「亜鉛の効果」はご存知ですか?男女別に管理栄養士が解説!

亜鉛の効果とは?Medical DOC監修医が亜鉛の男女別の効果・一日の摂取量・不足すると現れる症状・過剰摂取すると現れる症状・多く含む食品・効果的な摂取方法などを解説します。

監修管理栄養士:
大隅 加奈子(管理栄養士)
目次 -INDEX-
「亜鉛」とは?
亜鉛は体内に約2,000mg存在し、骨格筋、骨、皮膚、肝臓、脳、腎臓などに広く分布しています。亜鉛は、DNAやたんぱく質の合成、味覚の形成、性腺機能の維持、皮膚の代謝、免疫機能など、多くの生体機能において重要な役割を果たす酵素の構成成分です。
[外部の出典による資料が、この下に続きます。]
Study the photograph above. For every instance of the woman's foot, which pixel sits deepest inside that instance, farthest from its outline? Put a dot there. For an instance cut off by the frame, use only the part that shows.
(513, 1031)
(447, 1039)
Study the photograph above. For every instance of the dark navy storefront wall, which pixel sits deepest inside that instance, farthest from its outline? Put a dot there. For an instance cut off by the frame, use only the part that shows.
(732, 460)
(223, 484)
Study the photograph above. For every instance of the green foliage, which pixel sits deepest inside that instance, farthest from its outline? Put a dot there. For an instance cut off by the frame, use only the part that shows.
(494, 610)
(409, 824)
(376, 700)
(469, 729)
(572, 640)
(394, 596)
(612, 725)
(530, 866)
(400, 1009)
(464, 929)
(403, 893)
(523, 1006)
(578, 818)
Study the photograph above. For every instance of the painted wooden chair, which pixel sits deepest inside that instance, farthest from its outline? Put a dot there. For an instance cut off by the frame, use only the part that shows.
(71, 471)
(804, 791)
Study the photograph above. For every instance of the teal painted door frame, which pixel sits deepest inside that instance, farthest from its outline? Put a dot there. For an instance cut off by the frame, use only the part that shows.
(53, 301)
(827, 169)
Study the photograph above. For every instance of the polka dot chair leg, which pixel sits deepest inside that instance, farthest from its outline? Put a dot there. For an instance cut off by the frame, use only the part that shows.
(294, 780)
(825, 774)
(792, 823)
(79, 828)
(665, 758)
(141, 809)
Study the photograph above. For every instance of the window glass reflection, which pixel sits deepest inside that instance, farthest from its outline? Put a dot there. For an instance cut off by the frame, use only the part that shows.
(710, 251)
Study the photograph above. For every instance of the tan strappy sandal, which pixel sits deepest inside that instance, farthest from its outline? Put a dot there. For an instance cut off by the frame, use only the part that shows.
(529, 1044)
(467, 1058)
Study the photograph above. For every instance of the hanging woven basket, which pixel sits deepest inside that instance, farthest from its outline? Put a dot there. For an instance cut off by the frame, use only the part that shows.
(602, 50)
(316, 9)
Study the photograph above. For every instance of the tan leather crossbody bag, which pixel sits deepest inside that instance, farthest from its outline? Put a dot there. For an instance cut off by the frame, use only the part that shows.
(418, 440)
このように、健康を維持するために欠かせないミネラルですが、体内で作ることができないため、食事からの摂取が必要です。
亜鉛の一日の摂取量
日本人の食事摂取基準(2025年版)で、以下の通り基準値が設けられています。
【一般成人の推奨量】
男性:9.0−9.5㎎/日 女性:7.0−8.0㎎/日
【一般成人の耐容上限量】
男性:40−45㎎/日 女性:35㎎/日
【男性】亜鉛の効果
健康な毛髪の生成・維持
亜鉛は太くしっかりした髪の毛を育て、健康なヘアサイクルを維持します。
・亜鉛は毛髪の90%を占めるたんぱく質のケラチンの合成・分泌に関わっています。
・亜鉛は男性型脱毛症発症を促す酵素を遮る働きがあり、男性の薄毛対策に有用であると考えられます。
性腺機能
亜鉛は前立腺や精子に多く存在し、精子の形成に不可欠で生殖機能の維持にも重要です。
・精液中の亜鉛濃度の上昇により、男性不妊症が改善されます。
・精液量、精子運動および精子形態を正常維持されます。
・精液の質の向上がみられます。
前立腺癌
亜鉛は前立腺の健康を維持し、前立腺肥大症の症状を抑制する効果が期待できます。
・亜鉛摂取量が多いほど前立腺癌による死亡リスクを低下させる可能性があります。
【女性】亜鉛の効果
健康な毛髪の生成・維持
亜鉛は毛髪の主成分であるケラチンの合成に関与しており、健康的なヘアサイクルに欠かせない栄養素です。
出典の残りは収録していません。